3歩、助走をつけて、鳥めがけて栄養ドリンクの空き瓶を投げつけた。
「え、すごい」
目を丸くして、呆然とエステラが呟く。
俺も同感だ。
完全人力で投擲された空き瓶は、放物線を描く……ことなく。
真っ直ぐ一直線に鳥めがけて、かっとんだ。
「ごみのポイ捨てはいけないんだよ、ヴェニ君」
「これ見よがしに渡しておいて何を言う」
空き瓶を投擲した本人達が何か言っていたが、俺達はそれを耳に入れることなく瓶の行方を見守った。
剛速球だった。
そして、凄い音がした。
『きゅぃ~っ!?』
一拍遅れて、鳥の悲鳴? らしき鳴き声。
そのまま鳥は錐揉み回転しながら墜落していく……
「お、おい、スタインが……!」
「大丈夫です!」
「え、サラス? お前の親父さんだろ、何を根拠に……」
「父さんだったら、さっき防御魔法の呪文唱えてましたから! 僕も、衝撃緩和と小規模結界の加護を神様にお願いしましたし……」
「お前らのさっきの葬式しか連想しねえアレってそうだったのか!?」
「ややこしい! 紛らわしい!」
鳥が墜落して、俺達の間にも少し余裕が出てきた。
まだスタインも回収出来てないのにな。
俺達は鳥の墜落予想地点まで走る。
さっきよりは上向きになった心持で。
お礼を言った後も、ヴェニさん達はついてきた。
彼らがどういうつもりかはわからないが、どうやら少しの間同行するつもりらしい。
とりあえず今は、スタインの無事が優先だ。
ヴェニ君
→20歳まで遊び人気取って怠惰にふらふらしていた状態でなお、即日救世主ご一行様の仲間入りして戦力としてまともに戦えるポテンシャルの持ち主。

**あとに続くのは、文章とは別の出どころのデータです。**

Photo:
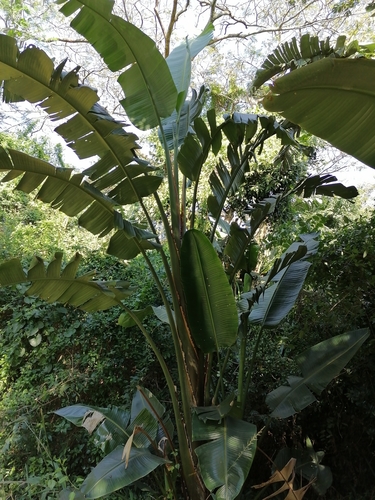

……が、10年前からメイちゃんに付き合わされて指導している内に自然と自己の戦闘力にも研鑽を積んでしまった結果 → 今のヴェニ君。
もしかしたら全力で殴れば一発でラスボスのHPもがりっと1割くらい削れるんじゃないかとメイちゃんは疑っている。
リューク様と王都の襲撃犯(笑)
一応、顔を隠していたし。
そしてリューク様は襲撃の瞬間にメイちゃんに昏倒させられているしで、どうやら夜会で襲撃してきた不審者(笑)についてはほぼほぼ記憶がない様子。